My Weekly Milk - House of Prayer for All Nations

Return Journey Gilgal to Jordan East 2 of 3

May 04, 2023 HOPFAN - Gery Malanda Season 1 Episode 3
My Weekly Milk - House of Prayer for All Nations
Return Journey Gilgal to Jordan East 2 of 3
Show Notes

We all have to board the train at Gilgal; it is the beginning of our journey as believers. One cannot avoid Gilgal train station. What is so special with Gilgal? Gilgal means the rolling away, for the Lord had rolled away the reproach of Egypt. In Joshua 5, we read the account of the children of Israel when they came in the promise land. God had already said that the land was theirs, although they had conquered no city yet. But God told them to stop at Gilgal before doing anything. At Gilgal, God asked Joshua to circumcise all the people of Israel. For their fathers, who were circumcised before they came out of Egypt, had all died in the wilderness during the forty years they spent wandering. All those who were born in the wilderness were not circumcised. 

          The circumcision was the token or an indication that God has imputed His righteousness unto them; for the circumcision is not of the flesh but of the heart (Romans 2:28-29). God gives us a new heart and puts a new spirit within us; He takes away our heart of stone and gives us a heart of flesh (Ezekiel 36:26). This generation spent time in the wilderness; they ate manna, the bread from heaven, with their fathers; they drank from the Rock that followed them, which was Christ. Yet at Gilgal, God instructed Joshua to circumcise all of them. 
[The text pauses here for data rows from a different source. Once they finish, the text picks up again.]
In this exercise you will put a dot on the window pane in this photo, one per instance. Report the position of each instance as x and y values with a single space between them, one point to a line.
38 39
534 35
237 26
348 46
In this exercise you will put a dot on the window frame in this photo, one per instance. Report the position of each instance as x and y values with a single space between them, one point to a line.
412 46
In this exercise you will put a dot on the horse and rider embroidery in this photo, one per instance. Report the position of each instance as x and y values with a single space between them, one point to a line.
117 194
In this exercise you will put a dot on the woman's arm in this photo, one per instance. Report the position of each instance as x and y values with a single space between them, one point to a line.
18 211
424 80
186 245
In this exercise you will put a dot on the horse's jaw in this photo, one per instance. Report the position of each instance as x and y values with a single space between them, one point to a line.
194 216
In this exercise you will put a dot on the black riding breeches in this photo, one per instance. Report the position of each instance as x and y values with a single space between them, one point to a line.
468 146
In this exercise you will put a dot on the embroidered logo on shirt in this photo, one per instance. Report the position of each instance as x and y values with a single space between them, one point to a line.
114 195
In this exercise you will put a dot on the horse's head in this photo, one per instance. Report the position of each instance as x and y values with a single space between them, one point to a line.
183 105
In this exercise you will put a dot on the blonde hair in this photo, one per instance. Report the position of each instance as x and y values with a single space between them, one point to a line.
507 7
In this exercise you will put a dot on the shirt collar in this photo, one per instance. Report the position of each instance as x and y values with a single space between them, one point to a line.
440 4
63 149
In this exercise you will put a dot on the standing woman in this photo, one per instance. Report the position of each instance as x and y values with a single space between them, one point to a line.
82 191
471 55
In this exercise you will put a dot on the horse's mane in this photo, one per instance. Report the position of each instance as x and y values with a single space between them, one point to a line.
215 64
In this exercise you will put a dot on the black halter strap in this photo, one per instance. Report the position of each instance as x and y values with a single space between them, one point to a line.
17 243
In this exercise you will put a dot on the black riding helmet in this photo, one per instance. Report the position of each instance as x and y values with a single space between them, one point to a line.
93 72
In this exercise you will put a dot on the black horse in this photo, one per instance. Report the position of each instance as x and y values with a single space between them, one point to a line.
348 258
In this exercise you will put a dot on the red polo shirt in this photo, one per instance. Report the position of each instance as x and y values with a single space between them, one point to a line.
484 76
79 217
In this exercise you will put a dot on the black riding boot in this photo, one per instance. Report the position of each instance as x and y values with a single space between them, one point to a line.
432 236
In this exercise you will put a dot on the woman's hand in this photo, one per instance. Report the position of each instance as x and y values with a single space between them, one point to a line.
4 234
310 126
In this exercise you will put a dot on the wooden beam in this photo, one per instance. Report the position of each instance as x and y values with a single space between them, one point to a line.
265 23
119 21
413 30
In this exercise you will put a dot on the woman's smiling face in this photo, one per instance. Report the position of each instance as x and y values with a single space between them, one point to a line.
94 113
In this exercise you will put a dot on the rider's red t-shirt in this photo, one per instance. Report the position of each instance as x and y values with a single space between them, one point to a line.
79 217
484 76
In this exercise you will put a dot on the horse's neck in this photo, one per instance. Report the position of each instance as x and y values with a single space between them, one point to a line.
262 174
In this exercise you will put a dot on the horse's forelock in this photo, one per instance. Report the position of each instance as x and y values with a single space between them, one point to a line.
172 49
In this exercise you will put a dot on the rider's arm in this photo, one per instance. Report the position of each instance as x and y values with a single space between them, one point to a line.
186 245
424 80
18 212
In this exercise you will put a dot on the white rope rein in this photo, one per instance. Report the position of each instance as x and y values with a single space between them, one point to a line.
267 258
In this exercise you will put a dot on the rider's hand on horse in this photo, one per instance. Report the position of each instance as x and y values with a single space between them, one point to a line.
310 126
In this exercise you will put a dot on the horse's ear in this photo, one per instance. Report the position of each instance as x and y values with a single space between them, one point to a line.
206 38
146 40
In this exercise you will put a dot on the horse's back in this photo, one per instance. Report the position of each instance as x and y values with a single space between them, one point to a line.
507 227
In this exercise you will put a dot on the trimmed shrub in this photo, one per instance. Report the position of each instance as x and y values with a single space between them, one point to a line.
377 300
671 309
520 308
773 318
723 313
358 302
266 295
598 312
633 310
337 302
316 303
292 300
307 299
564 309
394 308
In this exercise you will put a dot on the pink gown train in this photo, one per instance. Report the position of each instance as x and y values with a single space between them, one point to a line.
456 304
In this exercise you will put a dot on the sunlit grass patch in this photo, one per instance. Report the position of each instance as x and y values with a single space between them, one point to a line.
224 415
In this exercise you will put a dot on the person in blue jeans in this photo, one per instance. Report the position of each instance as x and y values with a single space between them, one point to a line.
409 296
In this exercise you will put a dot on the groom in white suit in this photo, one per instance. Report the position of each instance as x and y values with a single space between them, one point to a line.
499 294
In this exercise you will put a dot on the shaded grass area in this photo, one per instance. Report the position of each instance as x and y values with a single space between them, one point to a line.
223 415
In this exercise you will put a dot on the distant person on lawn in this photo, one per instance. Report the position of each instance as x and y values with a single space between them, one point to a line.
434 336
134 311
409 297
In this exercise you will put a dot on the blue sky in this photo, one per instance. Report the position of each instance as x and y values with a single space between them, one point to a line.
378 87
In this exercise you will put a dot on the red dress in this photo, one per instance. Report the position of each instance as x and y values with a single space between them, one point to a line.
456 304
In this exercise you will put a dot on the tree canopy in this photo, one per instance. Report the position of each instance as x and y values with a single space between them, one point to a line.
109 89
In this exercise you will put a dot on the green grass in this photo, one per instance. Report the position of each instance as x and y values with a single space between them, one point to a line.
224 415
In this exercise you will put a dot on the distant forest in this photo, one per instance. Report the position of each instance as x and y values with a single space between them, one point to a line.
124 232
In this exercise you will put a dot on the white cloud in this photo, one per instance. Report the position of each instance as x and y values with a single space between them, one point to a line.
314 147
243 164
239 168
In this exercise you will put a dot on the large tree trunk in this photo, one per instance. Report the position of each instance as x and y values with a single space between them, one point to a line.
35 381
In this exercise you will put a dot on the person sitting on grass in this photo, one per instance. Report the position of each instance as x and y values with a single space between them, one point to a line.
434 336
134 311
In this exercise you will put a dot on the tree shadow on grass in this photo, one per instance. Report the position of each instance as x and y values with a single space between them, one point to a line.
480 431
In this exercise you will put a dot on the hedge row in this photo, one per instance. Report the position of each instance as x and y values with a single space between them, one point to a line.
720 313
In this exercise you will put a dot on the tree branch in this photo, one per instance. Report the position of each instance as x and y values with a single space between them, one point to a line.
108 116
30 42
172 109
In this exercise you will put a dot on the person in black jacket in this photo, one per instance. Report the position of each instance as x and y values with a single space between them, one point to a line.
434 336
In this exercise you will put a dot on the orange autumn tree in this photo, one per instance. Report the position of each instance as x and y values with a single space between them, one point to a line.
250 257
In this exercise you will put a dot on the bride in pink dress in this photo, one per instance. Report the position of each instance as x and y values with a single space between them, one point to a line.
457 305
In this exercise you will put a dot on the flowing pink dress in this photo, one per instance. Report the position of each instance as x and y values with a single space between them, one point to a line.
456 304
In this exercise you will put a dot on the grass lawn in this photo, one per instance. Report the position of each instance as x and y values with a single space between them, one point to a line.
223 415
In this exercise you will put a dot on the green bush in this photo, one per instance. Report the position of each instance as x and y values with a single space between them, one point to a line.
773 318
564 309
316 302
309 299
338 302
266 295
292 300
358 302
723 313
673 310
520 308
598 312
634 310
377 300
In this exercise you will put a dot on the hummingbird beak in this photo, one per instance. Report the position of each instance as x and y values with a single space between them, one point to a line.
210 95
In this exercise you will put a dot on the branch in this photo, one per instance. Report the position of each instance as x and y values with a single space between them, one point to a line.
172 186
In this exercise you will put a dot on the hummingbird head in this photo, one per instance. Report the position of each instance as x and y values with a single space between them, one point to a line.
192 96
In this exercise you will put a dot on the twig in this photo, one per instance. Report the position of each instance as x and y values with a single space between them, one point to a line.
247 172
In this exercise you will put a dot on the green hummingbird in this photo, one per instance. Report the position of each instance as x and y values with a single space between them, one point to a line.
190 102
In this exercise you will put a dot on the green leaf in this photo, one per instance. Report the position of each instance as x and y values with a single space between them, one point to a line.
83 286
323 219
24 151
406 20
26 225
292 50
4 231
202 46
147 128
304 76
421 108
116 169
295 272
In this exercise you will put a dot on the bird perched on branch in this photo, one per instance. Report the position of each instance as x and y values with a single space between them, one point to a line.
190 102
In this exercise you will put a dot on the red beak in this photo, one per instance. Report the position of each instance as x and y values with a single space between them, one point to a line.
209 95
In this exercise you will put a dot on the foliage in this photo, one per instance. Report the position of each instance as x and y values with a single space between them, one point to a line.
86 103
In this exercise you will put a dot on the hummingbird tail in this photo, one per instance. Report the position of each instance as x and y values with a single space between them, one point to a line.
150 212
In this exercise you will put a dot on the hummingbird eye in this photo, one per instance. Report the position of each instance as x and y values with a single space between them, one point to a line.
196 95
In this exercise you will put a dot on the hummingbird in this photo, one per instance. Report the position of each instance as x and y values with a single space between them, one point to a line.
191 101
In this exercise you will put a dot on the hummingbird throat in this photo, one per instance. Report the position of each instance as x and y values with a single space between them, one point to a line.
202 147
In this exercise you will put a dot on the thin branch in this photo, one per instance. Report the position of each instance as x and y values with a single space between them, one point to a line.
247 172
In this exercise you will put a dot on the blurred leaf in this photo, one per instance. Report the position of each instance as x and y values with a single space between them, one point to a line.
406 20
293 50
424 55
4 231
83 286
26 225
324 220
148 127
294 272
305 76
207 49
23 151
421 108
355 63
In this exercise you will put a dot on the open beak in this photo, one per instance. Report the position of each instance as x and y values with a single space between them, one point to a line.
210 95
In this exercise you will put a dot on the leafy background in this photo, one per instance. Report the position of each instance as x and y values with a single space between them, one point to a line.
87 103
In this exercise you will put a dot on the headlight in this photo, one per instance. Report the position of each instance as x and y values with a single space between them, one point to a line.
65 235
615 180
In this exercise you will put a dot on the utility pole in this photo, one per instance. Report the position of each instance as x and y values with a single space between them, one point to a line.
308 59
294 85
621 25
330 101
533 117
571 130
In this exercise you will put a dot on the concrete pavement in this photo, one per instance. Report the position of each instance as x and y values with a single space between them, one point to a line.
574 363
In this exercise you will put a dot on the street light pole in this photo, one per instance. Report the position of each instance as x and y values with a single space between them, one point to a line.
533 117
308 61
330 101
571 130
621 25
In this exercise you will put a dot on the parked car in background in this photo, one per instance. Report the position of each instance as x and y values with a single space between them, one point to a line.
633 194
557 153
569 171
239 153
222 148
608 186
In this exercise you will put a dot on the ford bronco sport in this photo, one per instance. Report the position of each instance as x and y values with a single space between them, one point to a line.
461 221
Many people in our days are like that generation which crossed with Joshua. We have seen our fathers or parents serving the Lord. Our parents were born again believers, but we just followed the motion, we went to church because our parents brought us to church. We had no choice but to obey our parents. We partook of the bread and wine, done in remembrance of Jesus. But we were not born again, circumcised of the heart; for God had not imputed his righteousness unto us. We were just religious; church was our social club where we met our friends and people of the same group of interest. But we were not born again.